The Estonian economy is in its best position since the financial crisis of 2007-2008, the country’s central bank announced, adding that the total output in the economy in the third quarter of 2017 was 4.2% higher than a year earlier.
According to the Bank of Estonia, the Estonian economy has been gaining in strength throughout 2017. “Output volumes grew in most sectors in the third quarter and total output in the economy was 4.2% more than a year earlier,” the bank said in a statement. “The economies of Estonia’s main trading partners and other countries in Europe have grown more than was previously expected, and this has given a boost to the Estonian economy as well.”
“It is forecast that Estonian economic growth for 2017 as a whole will exceed 4%, which is the fastest rate of the past six years. The economy will also grow by more than 4% in 2018, but then growth will slow as the boost from foreign markets fades and production capacities approach their limits.”
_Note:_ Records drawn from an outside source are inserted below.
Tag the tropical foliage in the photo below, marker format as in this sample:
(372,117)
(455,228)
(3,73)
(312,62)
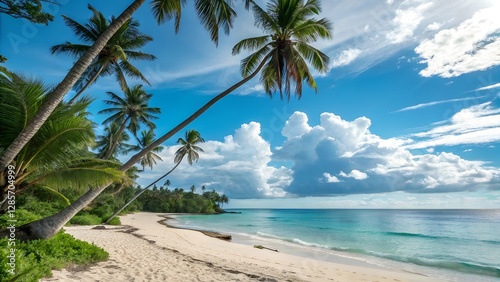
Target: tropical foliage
(57,156)
(129,112)
(289,29)
(113,58)
(147,137)
(283,56)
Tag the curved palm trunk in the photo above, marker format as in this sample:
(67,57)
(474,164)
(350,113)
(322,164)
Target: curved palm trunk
(87,85)
(56,96)
(49,226)
(140,193)
(109,153)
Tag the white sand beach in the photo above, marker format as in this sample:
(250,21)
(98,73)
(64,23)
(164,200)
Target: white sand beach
(144,250)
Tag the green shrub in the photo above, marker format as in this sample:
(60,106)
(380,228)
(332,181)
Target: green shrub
(115,221)
(35,259)
(86,219)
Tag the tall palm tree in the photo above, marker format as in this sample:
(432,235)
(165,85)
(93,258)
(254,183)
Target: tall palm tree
(130,112)
(214,14)
(188,149)
(104,142)
(113,58)
(309,29)
(147,137)
(57,156)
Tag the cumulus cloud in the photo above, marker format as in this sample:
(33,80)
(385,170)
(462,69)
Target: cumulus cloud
(489,87)
(424,105)
(338,157)
(329,178)
(356,174)
(357,161)
(238,166)
(434,26)
(346,57)
(472,46)
(406,22)
(478,124)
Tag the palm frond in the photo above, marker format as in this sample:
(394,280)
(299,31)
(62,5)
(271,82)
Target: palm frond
(251,44)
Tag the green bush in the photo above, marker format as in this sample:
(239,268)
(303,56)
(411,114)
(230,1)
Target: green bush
(86,219)
(35,259)
(115,221)
(21,216)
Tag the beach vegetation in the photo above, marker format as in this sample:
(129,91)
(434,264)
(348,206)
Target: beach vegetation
(57,156)
(188,149)
(114,57)
(130,112)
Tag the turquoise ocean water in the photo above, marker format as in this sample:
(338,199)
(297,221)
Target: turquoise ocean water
(458,245)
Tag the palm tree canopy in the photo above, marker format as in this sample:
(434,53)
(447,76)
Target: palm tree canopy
(133,109)
(213,14)
(113,58)
(290,28)
(188,147)
(104,142)
(57,156)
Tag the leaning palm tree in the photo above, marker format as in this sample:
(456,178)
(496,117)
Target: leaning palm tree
(188,149)
(147,137)
(214,15)
(130,112)
(305,30)
(57,156)
(113,58)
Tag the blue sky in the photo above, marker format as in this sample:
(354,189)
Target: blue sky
(407,117)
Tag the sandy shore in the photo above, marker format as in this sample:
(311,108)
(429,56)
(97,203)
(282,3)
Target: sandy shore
(145,250)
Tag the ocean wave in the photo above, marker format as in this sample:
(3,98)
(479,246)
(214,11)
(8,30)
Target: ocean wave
(301,242)
(465,267)
(424,236)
Growth is driven by demand
The central bank said that strong demand in Estonia and in foreign markets had pushed the Estonian economy above its long-term sustainable level. “Although it is not possible to measure long-term sustainable growth or the consequent size of the economy directly, low unemployment, a rise in the number of unfilled vacancies, increasing labour shortages, strong wage growth, and rising inflation all indicate that the economic cycle has reached a point where growth is being driven mainly by demand, not by increases in the production capacity of companies or in labour productivity. Productivity has grown a little faster in the past year, but the rate of growth is still lower than in the previous decade.”
“Upward pressure on wages will be weaker in the near future, but only for the time being,” the bank also said. “Pressure will be eased in 2018 by the income tax reform and smaller rises in the minimum wage than earlier, [al]though in subsequent years wage competition will start to increase again. Although labour costs have risen strongly for a long time now, the wage level in Estonia is still only about half of the European Union average, and as large differences remain in income levels, so upwards pressure on wages will remain. It is hard to fill vacancies in low paid jobs as they are not competitive in the labour market.”
No signs of a sharp stop to growth
The rapid growth in spending by the general government will boost the economy in 2018. “General government investment will increase in 2018 and the changes to income tax will raise the disposable income of households, which will boost the economy as a large part of this will go into consumption,” the bank noted. “It is forecast that fiscal policy will boost economic growth until the end of the forecast horizon in 2020, as throughout this time the consolidated general government budget will be in nominal and structural deficit.”
Also, there is nothing evidently apparent in the domestic economy that could bring a sharp stop to growth in the economy. According to the Bank of Estonia, the main risks come from the pressure on labour costs that have been noted for some time already and that threaten the international competitiveness of companies, and from the recently emerged danger of overheating in the construction sector. “Even if the rise in labour costs is based on excessive optimism however, wages are likely to adjust smoothly as the financial indicators for companies are strong enough to let them survive such pressure and they are evidently in better condition than before the last crisis.”
The bank also said inflation would fall in the coming years. “Consumer prices grew at close to 4% over the year in the last months of 2017, but this will fall to close to 2% in the years ahead.”